For Those Who Married "in the truth"

by Magwitch 25 Replies latest social relationships

  • The Finger
    The Finger

    I had a "worldly" girlfriend who wasn't interested in the "truth" when I met the sister who was to become my wife. The "worldly" girlfriend wanted to live together and I wanted to stay a JW so it wasn't on. I was tired of dating, falling in love etc. and my wife chased me so we married in less than a year. I was mid twenties. We never had chaperones on dates. An elder asked to speak with me at one meeting as I had been seen coming out of the sister's flat late at night. I told him I'll make sure nobody sees me next time and walked away. We've been married 25 years.

  • OnTheWayOut
    OnTheWayOut

    How did you meet your mate (convention, local hall)?

    I was a young adult studying and attending meetings at the hall and she was nearly a high school graduate attending the same local hall. She was a year out of high school before we stared dating.

    Did you date long?

    We dated for perhaps 6 months before we got engaged. It was another 9 months of dating before our wedding.

    Did you really have anything in common other than the same religion?

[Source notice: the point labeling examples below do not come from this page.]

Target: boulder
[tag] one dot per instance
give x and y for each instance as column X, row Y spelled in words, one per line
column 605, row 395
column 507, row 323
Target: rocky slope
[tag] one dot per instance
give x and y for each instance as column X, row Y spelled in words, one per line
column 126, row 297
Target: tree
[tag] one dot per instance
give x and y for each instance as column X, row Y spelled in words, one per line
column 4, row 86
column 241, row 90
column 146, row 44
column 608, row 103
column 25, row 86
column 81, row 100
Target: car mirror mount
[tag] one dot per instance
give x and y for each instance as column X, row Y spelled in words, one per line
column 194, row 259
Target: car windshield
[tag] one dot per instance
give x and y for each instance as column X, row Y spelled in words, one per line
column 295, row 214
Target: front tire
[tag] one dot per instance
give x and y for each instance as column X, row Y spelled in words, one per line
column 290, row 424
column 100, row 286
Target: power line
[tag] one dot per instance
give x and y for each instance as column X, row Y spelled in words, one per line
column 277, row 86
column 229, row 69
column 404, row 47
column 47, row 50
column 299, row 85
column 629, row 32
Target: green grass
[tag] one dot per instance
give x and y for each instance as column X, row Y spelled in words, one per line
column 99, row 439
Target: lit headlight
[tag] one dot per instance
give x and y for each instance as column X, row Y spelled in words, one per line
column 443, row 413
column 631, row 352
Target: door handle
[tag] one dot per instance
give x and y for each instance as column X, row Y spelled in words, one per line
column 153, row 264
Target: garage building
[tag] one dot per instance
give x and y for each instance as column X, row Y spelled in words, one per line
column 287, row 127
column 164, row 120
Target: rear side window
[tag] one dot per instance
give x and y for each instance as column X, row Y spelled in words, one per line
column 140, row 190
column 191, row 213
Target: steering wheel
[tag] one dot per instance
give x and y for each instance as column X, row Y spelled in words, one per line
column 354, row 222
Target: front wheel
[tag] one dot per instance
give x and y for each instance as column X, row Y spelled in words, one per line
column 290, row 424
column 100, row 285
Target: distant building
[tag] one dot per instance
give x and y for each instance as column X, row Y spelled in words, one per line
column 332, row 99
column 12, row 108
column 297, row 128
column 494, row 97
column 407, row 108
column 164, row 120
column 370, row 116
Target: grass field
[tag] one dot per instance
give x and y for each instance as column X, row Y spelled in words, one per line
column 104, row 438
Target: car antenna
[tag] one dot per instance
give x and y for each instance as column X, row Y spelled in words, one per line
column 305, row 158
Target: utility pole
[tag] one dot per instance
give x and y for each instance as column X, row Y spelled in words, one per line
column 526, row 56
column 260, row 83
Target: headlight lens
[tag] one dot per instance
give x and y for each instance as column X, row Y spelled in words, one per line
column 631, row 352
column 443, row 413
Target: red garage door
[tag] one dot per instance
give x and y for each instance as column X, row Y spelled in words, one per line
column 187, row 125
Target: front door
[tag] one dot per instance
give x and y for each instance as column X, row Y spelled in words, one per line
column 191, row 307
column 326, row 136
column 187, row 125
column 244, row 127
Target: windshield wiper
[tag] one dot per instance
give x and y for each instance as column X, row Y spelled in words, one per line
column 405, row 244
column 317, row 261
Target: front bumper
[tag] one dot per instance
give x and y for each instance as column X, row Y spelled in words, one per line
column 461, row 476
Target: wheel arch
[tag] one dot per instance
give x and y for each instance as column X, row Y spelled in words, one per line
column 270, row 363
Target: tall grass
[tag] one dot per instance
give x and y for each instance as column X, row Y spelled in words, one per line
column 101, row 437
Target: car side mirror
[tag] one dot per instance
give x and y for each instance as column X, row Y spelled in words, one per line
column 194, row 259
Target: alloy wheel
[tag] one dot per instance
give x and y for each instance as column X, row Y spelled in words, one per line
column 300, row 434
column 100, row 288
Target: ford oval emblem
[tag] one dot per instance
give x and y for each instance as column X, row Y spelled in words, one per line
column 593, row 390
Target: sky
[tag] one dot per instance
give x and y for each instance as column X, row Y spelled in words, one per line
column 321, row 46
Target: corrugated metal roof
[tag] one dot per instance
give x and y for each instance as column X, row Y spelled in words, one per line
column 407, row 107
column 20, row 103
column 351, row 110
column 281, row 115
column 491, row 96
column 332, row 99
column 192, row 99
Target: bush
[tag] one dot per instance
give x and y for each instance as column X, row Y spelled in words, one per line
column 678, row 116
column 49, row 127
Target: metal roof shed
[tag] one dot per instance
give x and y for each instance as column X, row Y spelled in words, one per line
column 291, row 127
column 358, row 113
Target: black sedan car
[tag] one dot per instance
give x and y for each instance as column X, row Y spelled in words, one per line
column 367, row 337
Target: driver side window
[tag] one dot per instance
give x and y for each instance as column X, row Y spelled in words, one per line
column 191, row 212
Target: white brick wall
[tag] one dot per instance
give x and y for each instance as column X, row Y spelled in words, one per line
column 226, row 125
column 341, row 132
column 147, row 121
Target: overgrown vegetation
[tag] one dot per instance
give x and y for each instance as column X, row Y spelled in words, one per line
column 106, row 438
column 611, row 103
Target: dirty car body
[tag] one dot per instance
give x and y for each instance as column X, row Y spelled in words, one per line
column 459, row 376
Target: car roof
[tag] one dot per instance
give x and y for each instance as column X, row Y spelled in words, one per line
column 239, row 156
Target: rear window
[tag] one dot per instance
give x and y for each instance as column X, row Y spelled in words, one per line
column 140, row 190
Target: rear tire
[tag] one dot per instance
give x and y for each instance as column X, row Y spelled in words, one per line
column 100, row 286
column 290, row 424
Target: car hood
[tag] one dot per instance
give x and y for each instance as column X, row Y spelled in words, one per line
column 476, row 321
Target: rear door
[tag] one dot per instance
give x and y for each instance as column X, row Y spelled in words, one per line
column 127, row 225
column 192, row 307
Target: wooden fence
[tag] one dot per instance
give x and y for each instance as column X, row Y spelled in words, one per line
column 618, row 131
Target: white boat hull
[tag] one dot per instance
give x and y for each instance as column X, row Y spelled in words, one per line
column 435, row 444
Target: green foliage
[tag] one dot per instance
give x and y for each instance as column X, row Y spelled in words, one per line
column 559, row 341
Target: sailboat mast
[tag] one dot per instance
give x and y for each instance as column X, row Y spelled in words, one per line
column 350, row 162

    We seemed to enjoy the same type of activities and conversations. We had different interests also, but had no problem adapting to that.
    But I doubt I would have considered dating such a different person from such a different background without the religion in common.

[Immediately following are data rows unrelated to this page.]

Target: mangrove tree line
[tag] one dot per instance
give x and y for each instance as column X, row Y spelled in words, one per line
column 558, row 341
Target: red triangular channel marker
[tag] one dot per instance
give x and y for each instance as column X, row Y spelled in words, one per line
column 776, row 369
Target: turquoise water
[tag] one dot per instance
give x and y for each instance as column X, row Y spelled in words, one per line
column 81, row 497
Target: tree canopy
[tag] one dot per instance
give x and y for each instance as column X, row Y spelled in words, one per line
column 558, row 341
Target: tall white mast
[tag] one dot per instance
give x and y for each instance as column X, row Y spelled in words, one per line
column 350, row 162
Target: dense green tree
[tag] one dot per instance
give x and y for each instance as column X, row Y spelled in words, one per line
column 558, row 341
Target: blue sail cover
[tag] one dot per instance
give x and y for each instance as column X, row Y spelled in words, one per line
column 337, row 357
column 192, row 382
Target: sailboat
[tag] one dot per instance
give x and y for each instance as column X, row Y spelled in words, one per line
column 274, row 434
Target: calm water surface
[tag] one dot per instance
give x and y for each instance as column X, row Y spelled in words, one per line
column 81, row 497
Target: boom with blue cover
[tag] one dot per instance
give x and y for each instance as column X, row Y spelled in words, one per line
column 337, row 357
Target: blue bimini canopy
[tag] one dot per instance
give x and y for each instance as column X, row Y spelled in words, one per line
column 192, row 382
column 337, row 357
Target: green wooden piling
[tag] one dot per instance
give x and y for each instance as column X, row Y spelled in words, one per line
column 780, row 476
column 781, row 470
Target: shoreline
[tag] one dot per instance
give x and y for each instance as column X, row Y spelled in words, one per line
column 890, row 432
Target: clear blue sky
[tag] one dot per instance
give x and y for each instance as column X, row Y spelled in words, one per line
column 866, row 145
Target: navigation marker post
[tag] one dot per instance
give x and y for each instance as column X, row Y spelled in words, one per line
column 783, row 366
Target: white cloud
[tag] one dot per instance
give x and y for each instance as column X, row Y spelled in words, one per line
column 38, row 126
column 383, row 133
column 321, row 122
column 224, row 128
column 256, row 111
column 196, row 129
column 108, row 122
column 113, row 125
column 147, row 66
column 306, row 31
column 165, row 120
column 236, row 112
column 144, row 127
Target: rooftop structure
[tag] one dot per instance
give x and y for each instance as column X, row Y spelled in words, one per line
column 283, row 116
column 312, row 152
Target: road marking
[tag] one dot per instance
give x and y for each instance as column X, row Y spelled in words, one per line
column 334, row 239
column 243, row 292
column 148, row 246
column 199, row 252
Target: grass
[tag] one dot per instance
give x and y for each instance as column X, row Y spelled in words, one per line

    Did you have to have a constant chaperone? If you did not have a chaperone - were you guilty of pre-marriage brazen conduct?

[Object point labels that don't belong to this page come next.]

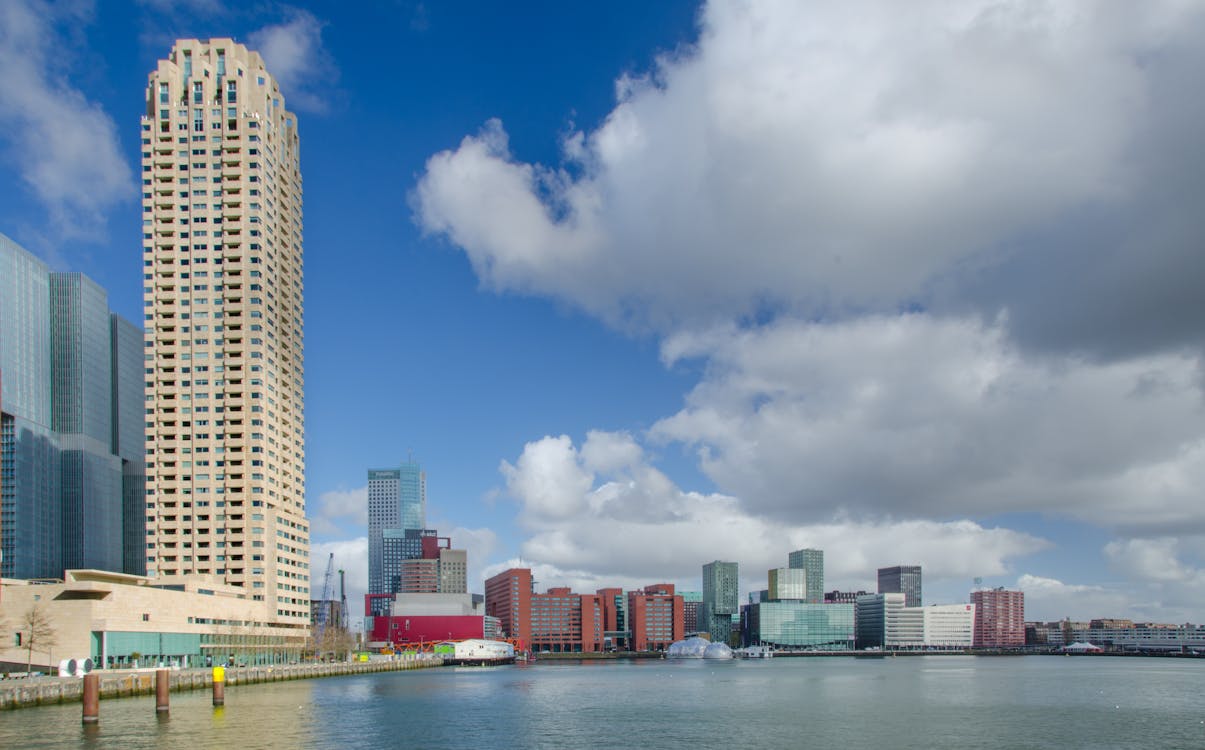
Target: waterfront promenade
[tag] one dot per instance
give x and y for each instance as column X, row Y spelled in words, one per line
column 125, row 683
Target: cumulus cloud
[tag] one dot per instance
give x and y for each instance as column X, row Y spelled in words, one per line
column 829, row 159
column 922, row 416
column 299, row 60
column 633, row 522
column 939, row 262
column 64, row 146
column 1048, row 599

    We generally had chaperones. People actually didn't avail themselves for very long. We had been dating with married couples as chaperones and often went to their homes or out to dinner and sometimes to movies with these couples. It got more and more difficult to find chaperones after we were engaged. We switched to simply meeting each other at public places- the mall or restaurants. We heeded the advice to avoid being alone together in the car or at a home because everyone knows we would just lose control and have sex on the spot. We never did, despite many opportunities. Our first french kiss was at the end of our wedding ceremony.

    Were you desperate to find anyone with a beating heart that was a JW just because you needed sex or wanted to get away from your parents?
    Certainly not the case with me. I did want what men want, but it wasn't a desparation thing. For her, she seemed okay at home with her parents, but it is possible that she wanted to move on to adulthood by getting married. She says "marrying a good brother" is what was expected of her from her parents. She says they had no career/college goals for her whatsoever, just marrying a good brother.

  • Magwitch
    Magwitch

    Morbidzbaby...I am so sorry you lost your children because of this cult. I hope you can get them back very, very soon!

    OTWO..."I was a young adult studying and attending meetings at the hall." I am surprised that your wife's parents allowed you to date. My parents would never, ever let me date a babe in the truth.

  • jookbeard
    jookbeard

    we dated for 2 years from 1988 and married in 1990, I knew her as a acquaintance in the group we hung with , we called it off a couple of times due to the fact that we both felt too young to marry and the pressure that is put on young Dubs to marry at such an early stage in a relationship put us off somewhat, we had little in common TBH but there was a very strong sexual chemistry between us and we engaged in every form of loose conduct and engaged in very brief penetrative sex a couple of times, no one ever knew, I was a up and coming potential MS and she was viewed as a very spiritually strong sister in her cong, we had plenty of time to be alone together and no one ever raised an eyebrows and chaperon issues rarely presented much of a problem, as most young couples we knew were dabbling in all sorts of loose conduct, a very good friend of mine used to sleep over at his fiance's place every weekend just the 2 of them. The cracks began to appear in the weeks leading up to the wedding and she clearly viewed me as the man who could not fulfill her spiritual/emotional needs, I was surprised we lasted the full 5 years I thought we'd be lucky to make 1(we had negative equity in our place) and I began my full descent into the world of "apostasy" about 1992 and ceased full contact with the cong then, she was developing into a down ward emotional spiral that was shocking she represented a danger to myself and her. We separated and divorced in 1995, thank goodness we never had kids! There are always little events that show the final nail in the coffin of any relationship and a rare visit to the KH I noticed my name had been deleted form the Book Study groups, I found that a little sad in a funny kind of way.

    It seems a lifetime away now, and enjoy life as a family man with great kids, life can be great when we move on from this monstrosity.

  • andy5421
    andy5421

    "But she was ALWAYS one who would find some relic from the past to beat me up emotionally about."

    Typical woman: Dragging shit up from the past to beat you over the head and shoulders with. and holding it over your head like the Sword of Damaclees.

  • Rattigan350
    Rattigan350

    We met initially at a Quick Build, but didn't start dating until I met her again two years later in May at a Circuit assembly, then later that month at another quickbuild, then at the district convention. Then I went and visited her congregation and we started dating. It was a 2.5 hour drive so we dated for 2 months until we got engaged, then got married 2 months later.

    We had religion and other things in common like Sci Fi, building projects but she was more caught up in the religion than I was and more judgmental. One day after the Sunday meeting we were driving to her roomates and her place and she criticized me for not underlining my Watchtower, though I had commented. She said that others could see that and think that I don't prepare. I should have run at that point as she was more interested in pleasing others than our relationship.

    We had constant chaperones which lead to things going faster than it needed to. We were not guilty of premarital brazen conduct as I did not want to taint things and I wanted ot use my head rather than other parts...

    There were so many women in the organization that were higher level than I, they were the AAA club, Available After Armageddon. Or if they weren't that way, they were low quality. So many women in the organization were so fickle that they really don't know how to get into or have a relationship.